Da es Schumachers Plan war, sich in Tschechien wieder für eine Rückkehr nach Deutschland - mittlerweile ist er da ergebnisoffener - zu empfehlen, war für ihn klar, dass ein Verbleib in der 2. tschechischen Liga nicht in Frage kam. Im August 2018 wechselte er schließlich zu Bohemians Prag in die Hauptstadt und blieb somit in der erstklassigen Fortuna Liga.

Auch Bohemians könnte auf einen Spieler, der zuvor den infrastrukturellen Luxus der Dortmunder Nachwuchsabteilung genoss, recht irritierend wirken. Der Verein mit dem Känguru im Wappen wird nicht zu Unrecht als "FC St. Pauli Tschechiens" bezeichnet.

Inmitten von Häuserzeilen steht das Dolicek-Stadion, das Kabinen auf Landesliga-Niveau und nur 6800 Zuschauern Platz bietet. Das Gelände teilt sich der Klub mit einem kleineren Verein, der Platzwart wohnt direkt im Stadion. Für den traditionsbewussten Schumacher macht dies aber genau den Charme aus: "Wenn die Menschen mitfiebern, das Stadion schon ein bisschen angerostet ist, die Farbe von der Wand bröselt, das ist einfach etwas Wunderschönes", sagt Schumacher.

Till Schumacher: "Es ist schon auch frustrierend"

Bohemians ist für seine frenetischen Fans, die sich als antifaschistisch und antirassistisch bezeichnen, im ganzen Land bekannt. Der Schriftzug "Dolicek, mehr als ein Stadion!" prangt in weißen Lettern auf grüner Fläche hinter der Fan-Tribüne. "Die Fans sind schon Weltklasse. Ihnen geht es weniger um den Erfolg, sondern mehr um das Zusammensein und eine gute Zeit zu haben."

Sportlich lief der Wechsel nach Prag anfangs jedoch nicht so wie gewünscht. Rein fußballerisch war die Umstellung ohnehin groß, denn im tschechischen Mittelmaß setzt man noch auf alte Tugenden. Das Spiel ist sehr hart und physisch, lange Bälle fliegen umher, es wird Fußball gearbeitet.
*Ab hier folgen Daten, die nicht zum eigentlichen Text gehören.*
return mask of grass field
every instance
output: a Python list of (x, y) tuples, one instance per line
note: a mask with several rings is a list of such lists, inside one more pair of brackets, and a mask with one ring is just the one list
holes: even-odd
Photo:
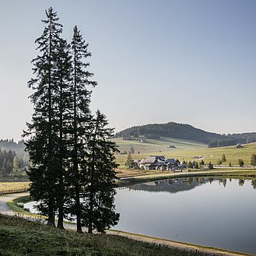
[[(228, 165), (231, 163), (233, 166), (236, 166), (238, 165), (238, 159), (242, 159), (247, 166), (251, 165), (251, 155), (256, 153), (256, 143), (246, 144), (241, 149), (233, 146), (209, 149), (206, 144), (166, 138), (160, 140), (147, 140), (147, 143), (123, 141), (121, 139), (115, 139), (114, 141), (120, 151), (129, 151), (132, 146), (135, 149), (133, 160), (142, 160), (150, 155), (164, 155), (167, 158), (177, 158), (181, 162), (197, 160), (199, 157), (203, 159), (205, 163), (211, 161), (212, 163), (216, 164), (218, 160), (221, 160), (223, 154), (225, 154), (226, 161), (223, 164)], [(169, 145), (174, 145), (176, 149), (167, 148)], [(124, 167), (127, 155), (116, 155), (116, 159), (117, 163)]]
[(30, 182), (0, 182), (0, 191), (19, 190), (29, 188)]

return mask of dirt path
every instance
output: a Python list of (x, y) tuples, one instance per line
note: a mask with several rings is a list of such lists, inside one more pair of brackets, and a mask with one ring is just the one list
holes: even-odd
[[(7, 214), (7, 215), (17, 215), (17, 213), (12, 211), (9, 206), (7, 205), (6, 202), (11, 200), (13, 200), (15, 198), (17, 198), (21, 196), (28, 195), (29, 193), (22, 193), (22, 194), (13, 194), (9, 195), (5, 195), (5, 196), (0, 196), (0, 213), (2, 214)], [(31, 216), (26, 216), (26, 215), (20, 215), (19, 216), (23, 217), (25, 219), (28, 219), (30, 220), (38, 220), (38, 218), (33, 218)], [(44, 221), (43, 221), (44, 223)], [(64, 223), (64, 226), (65, 229), (68, 230), (75, 230), (76, 226), (75, 224), (72, 223)], [(83, 229), (84, 232), (86, 232), (86, 229)], [(215, 254), (217, 255), (226, 255), (226, 256), (240, 256), (243, 254), (242, 253), (236, 253), (236, 252), (229, 252), (225, 251), (218, 250), (217, 248), (209, 248), (209, 247), (204, 247), (201, 246), (193, 245), (193, 244), (183, 244), (177, 241), (172, 241), (166, 239), (160, 239), (156, 237), (151, 237), (147, 236), (142, 236), (139, 234), (135, 233), (130, 233), (122, 231), (116, 231), (116, 230), (107, 230), (107, 234), (110, 235), (117, 235), (121, 236), (124, 237), (128, 237), (130, 239), (133, 239), (135, 240), (140, 240), (143, 242), (147, 242), (149, 244), (160, 244), (160, 245), (165, 245), (171, 247), (179, 248), (181, 250), (188, 250), (188, 251), (195, 251), (196, 250), (200, 252), (203, 253), (208, 253), (208, 254)]]

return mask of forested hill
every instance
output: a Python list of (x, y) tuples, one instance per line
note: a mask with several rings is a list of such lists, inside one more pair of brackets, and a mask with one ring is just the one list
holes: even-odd
[(169, 122), (133, 126), (116, 133), (115, 137), (129, 139), (144, 136), (148, 139), (175, 138), (207, 143), (209, 147), (226, 146), (237, 143), (256, 142), (256, 133), (220, 135), (196, 128), (190, 124)]
[(176, 138), (209, 143), (211, 140), (226, 139), (225, 135), (208, 132), (190, 124), (170, 122), (167, 124), (153, 124), (133, 126), (117, 132), (115, 137), (129, 138), (145, 136), (149, 139), (160, 137)]
[(20, 140), (16, 142), (13, 139), (0, 139), (0, 149), (5, 150), (24, 150), (24, 141)]

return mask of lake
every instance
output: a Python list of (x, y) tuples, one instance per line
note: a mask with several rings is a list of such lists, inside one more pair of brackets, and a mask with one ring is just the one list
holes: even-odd
[(249, 180), (212, 178), (120, 188), (113, 229), (256, 254), (254, 188)]

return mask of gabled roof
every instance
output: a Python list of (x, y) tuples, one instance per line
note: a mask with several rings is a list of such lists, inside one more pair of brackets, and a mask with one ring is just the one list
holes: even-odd
[(167, 160), (167, 163), (170, 163), (170, 164), (174, 164), (175, 163), (181, 163), (176, 158), (170, 158)]

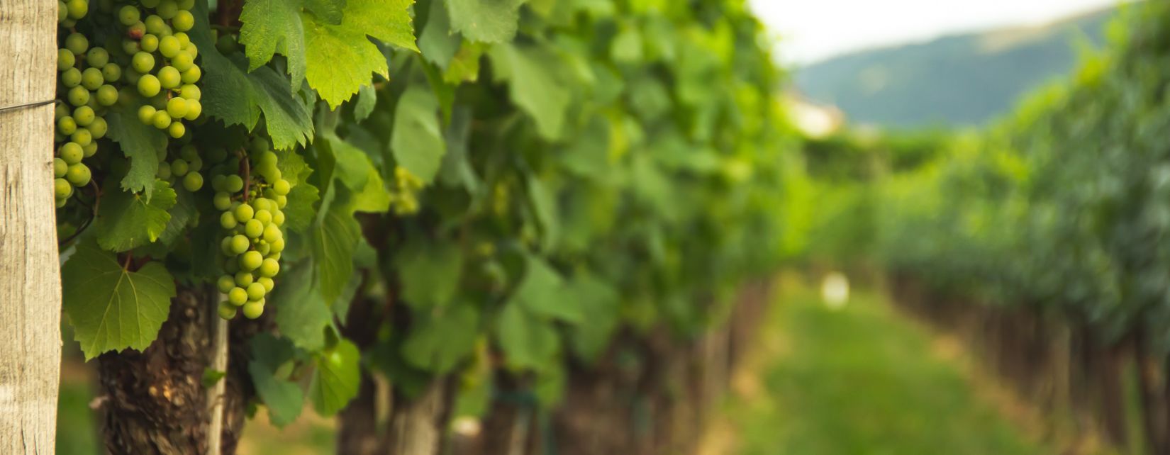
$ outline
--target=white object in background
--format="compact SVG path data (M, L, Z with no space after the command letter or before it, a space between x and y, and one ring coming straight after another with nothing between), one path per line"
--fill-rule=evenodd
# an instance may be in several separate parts
M845 308L849 301L849 278L840 271L825 275L825 280L820 283L820 297L825 299L825 306L834 310Z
Schumachers Start war noch mehr als ordentlich, anschließend fiel er jedoch nach einer Operation am Fuß für längere Zeit aus. Wie sich herausstellen sollte, stand Trainer Martin Hasek ohnehin nicht wirklich auf ihn. Sein deutlich älterer, erfahrenerer, aber auch rustikaler Konkurrent Jakub Podany erhielt in der vergangenen Saison häufig den Vorzug. "Es ist schon auch frustrierend, weil mich diese Situation ein bisschen ausbremst," sagte Schumacher, dessen Vorzüge vor allem sein Offensivgeist und die Spielintelligenz sind.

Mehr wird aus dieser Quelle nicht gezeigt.